Ministry is, for all intents and purposes (intense and porpoises), Alain (sometimes “Alien”) Jourgenson, born in Cuba and raised all over the US. There have been a number of different incarnations and a number of different collaborators, but he is the eye of this sonic hurricane.

They released their first single on Wax Trax!, the influential industrial/dance label based in Chicago (and releasers of John Waters’ diva Divine’s version of The Name Game (you know, Anna Anna Bo Banna Banana Fanna Fo Fanna Fee Fie Mo Manna….)). This landed them a record deal with Arista, and their first album With Sympathy. At this point, Ministry was indistinguishable from the hoards of new wave synth pop bands that were flooding the market and trying to be the next Human League or Thompson Twins. Disgusted and disillusioned with the sound of the album, Jourgenson disbanded the group and tried to find a little edgier sound.

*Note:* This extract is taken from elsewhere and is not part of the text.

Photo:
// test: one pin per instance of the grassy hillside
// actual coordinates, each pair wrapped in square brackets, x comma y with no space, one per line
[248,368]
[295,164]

Super producer Adrian Sherwood (Tackhead, etc) came on board to help him craft Twitch, from which this was pulled. As far as Ministry is concerned, Twitch is a halfway effort, somewhere between the cheesy synth pop of their first album and the terrifying roar of angry guitars that marked their influential third album, The Land of Rape and Honey, a sound they soon settled on and which, to this day, defines the band. Although disappointed with this album as well (although not as much as with the first one, which Jourgenson refers to today as “an abortion”), it represents for me the perfect balance between the two extremes. I love synth pop, as should be abundantly clear by now, but I also appreciate the exhilarating, crushing wall of sound that punk and heavy metal offer. The problem is, I don’t really like guitars that much. So this is the best of both worlds for me.

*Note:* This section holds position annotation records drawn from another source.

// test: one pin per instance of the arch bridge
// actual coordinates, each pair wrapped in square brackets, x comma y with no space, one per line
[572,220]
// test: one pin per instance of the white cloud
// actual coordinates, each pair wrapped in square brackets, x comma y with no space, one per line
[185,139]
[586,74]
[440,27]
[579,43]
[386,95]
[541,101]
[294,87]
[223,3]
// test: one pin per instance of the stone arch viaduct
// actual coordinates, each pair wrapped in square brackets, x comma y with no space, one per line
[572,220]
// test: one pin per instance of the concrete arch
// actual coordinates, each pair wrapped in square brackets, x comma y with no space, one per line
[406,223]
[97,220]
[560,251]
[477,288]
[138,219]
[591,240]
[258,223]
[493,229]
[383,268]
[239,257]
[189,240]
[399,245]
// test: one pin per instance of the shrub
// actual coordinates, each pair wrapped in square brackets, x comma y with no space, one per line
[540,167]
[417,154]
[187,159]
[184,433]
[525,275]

I also heard it at exactly the right time. Frustrated, angry, and confused, I was burning out during my second year at Hampshire College. I had once again begun asking the questions that are the kiss of death in college (why am I here and why do I have to learn these things?). Classes were getting harder and harder to attend, the readings seemed more and more pointless, and I just didn’t know what to do about it. Needing sustenance, I stumbled across Zen and the Art of Motorcycle Maintenance, which helped me put my troubles in perspective and saved my college career. Needing a release, I stumbled across Ministry and Foetus, and reveled in their bleak, overpowering walls of noise. Had I tried to listen to it a few months earlier or a few months later, I would’ve turned it off and never gone back to it. But it was just the piece of jagged glass I needed to chew on at the time, and it helped me summon up the energy I’d need to get through the rest of the semester.

Jourgenson had a couple of interesting side projects, including the notorious Revolting Cocks, and a one single release as PTP – which is not the track in the club scene in Robocop, which, like a surprising amount of cool film music, was never released on the official soundtrack. But Ministry is what he’s known and loved for. The walls of angry guitars that characterize Ministry’s later and more representative sound never did much for me, but much of Twitch is sublime. Although Jourgenson would rather disown that album from his catalog, the truth of the matter is that it helped pave the way for the bracing blend of industrial dance music and heavy metal that Nine Inch Nails was able to capitalize on a few years later with their (almost) ground-breaking first album, Pretty Hate Machine (also co-produced by Adrian Sherwood), which then created more interest in the Ministry sound. Twitch (great title) ends with just about the most intense distillation of industrial dance noise ever released, the punishing Crash and Burn. Clocking in at over 12 minutes, Crash and Burn starts off quietly enough, but then blows up into a horrific symphony of smashing metal and screeching steel. About ten minutes in, the track, unable to support itself, starts to come unglued and then it totally falls apart at the end, but it’s an thrilling, frightening ride while it lasts.

“Frighten me? No, Frank, I think startled is a better word”.